Memory module, for being stored in list by the abnormal information of described each server obtaining;

Sending module, for every Preset Time, sends the abnormal information in list to client; And

Described receiver module, also, in the time that the server of generation abnormal conditions recovers normal, receives the clearance order of this server, to remove the abnormal information of this server in this list.

2. data center as claimed in claim 1 abnormal information gathering system, is characterized in that, described abnormal information comprises the numbering of server and the hardware number of the server of abnormal conditions occurs.

3. data center as claimed in claim 2 abnormal information gathering system, is characterized in that, the numbering of described server comprises line number and the columns of this server in data center.

4. data center as claimed in claim 1 abnormal information gathering system, is characterized in that, between each server of described data center, puts together in the mode of stack.

5. data center's abnormal information collection method, the method applies to monitoring server, and this monitoring server is connected with each server of data center, it is characterized in that, and the method comprises:

In monitoring server, create a list, the abnormal information that this list sends for service device;

Every Preset Time, receive the abnormal information that each server sends over;

The abnormal information of described each server obtaining is stored in list;

Every Preset Time, send the abnormal information in list to client; And

In the time that the server of generation abnormal conditions recovers normal, receive the clearance order of this server, to remove the abnormal information of this server in this list.

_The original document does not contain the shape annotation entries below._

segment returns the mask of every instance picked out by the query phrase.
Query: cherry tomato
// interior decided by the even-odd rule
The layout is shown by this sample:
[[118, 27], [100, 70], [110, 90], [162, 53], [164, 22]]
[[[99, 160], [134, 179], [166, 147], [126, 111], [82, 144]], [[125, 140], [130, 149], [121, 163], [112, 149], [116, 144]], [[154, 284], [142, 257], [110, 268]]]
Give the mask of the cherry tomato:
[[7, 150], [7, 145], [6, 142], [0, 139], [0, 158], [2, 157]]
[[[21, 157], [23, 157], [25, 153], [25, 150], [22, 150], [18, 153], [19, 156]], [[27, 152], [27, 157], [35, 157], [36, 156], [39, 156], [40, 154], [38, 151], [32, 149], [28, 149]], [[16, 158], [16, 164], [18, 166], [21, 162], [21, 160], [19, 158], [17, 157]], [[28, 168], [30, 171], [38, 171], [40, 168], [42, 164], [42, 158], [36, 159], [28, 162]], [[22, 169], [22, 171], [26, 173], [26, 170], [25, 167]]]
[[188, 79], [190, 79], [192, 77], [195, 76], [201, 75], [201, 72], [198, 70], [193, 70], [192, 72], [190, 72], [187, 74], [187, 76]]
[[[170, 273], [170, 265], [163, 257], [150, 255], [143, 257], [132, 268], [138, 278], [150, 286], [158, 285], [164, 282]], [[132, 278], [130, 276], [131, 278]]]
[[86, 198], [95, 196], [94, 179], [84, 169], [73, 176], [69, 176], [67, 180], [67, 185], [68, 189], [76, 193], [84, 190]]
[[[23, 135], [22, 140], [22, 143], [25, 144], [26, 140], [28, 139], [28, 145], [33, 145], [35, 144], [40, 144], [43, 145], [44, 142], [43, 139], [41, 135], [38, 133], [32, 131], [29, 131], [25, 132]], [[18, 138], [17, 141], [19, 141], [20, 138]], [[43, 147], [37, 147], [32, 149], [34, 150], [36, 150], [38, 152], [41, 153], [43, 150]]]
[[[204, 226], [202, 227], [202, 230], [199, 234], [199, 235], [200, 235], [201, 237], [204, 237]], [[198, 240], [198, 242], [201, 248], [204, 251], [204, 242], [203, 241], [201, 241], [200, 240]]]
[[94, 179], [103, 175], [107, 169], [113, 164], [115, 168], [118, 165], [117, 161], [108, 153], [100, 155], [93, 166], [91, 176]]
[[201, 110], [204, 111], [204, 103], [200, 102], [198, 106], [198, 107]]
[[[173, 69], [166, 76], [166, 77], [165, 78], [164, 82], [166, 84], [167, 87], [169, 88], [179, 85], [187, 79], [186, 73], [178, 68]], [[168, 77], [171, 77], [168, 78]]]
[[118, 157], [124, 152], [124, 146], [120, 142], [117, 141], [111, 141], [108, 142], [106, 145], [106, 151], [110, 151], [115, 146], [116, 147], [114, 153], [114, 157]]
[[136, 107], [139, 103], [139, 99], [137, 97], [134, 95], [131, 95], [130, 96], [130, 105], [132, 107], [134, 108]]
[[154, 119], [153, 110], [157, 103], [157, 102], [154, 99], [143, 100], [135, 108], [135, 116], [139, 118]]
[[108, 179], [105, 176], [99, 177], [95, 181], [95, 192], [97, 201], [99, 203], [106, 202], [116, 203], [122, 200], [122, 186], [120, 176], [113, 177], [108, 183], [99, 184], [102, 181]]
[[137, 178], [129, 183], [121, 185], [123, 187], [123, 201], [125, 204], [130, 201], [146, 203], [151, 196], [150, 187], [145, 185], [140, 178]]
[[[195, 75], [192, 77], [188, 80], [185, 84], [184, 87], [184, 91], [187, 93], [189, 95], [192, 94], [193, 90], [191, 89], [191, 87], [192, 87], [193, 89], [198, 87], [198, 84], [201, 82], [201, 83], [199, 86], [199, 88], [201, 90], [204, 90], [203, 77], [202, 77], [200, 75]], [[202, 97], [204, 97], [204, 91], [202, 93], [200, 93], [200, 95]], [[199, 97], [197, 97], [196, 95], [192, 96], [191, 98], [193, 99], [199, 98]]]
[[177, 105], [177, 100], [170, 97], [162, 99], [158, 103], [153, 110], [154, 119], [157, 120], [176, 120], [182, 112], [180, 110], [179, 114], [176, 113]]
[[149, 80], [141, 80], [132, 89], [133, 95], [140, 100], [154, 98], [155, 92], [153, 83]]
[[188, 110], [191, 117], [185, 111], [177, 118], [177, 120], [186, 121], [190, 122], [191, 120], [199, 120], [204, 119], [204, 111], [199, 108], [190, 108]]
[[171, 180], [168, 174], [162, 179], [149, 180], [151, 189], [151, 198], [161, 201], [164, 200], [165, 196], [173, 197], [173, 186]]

6. data center as claimed in claim 5 abnormal information collection method, is characterized in that, described abnormal information comprises the numbering of server and the hardware number of the server of abnormal conditions occurs.

7. data center as claimed in claim 6 abnormal information collection method, is characterized in that, the numbering of described server comprises line number and the columns of this server in data center.

8. data center as claimed in claim 5 abnormal information collection method, is characterized in that, between each server of described data center, puts together in the mode of stack.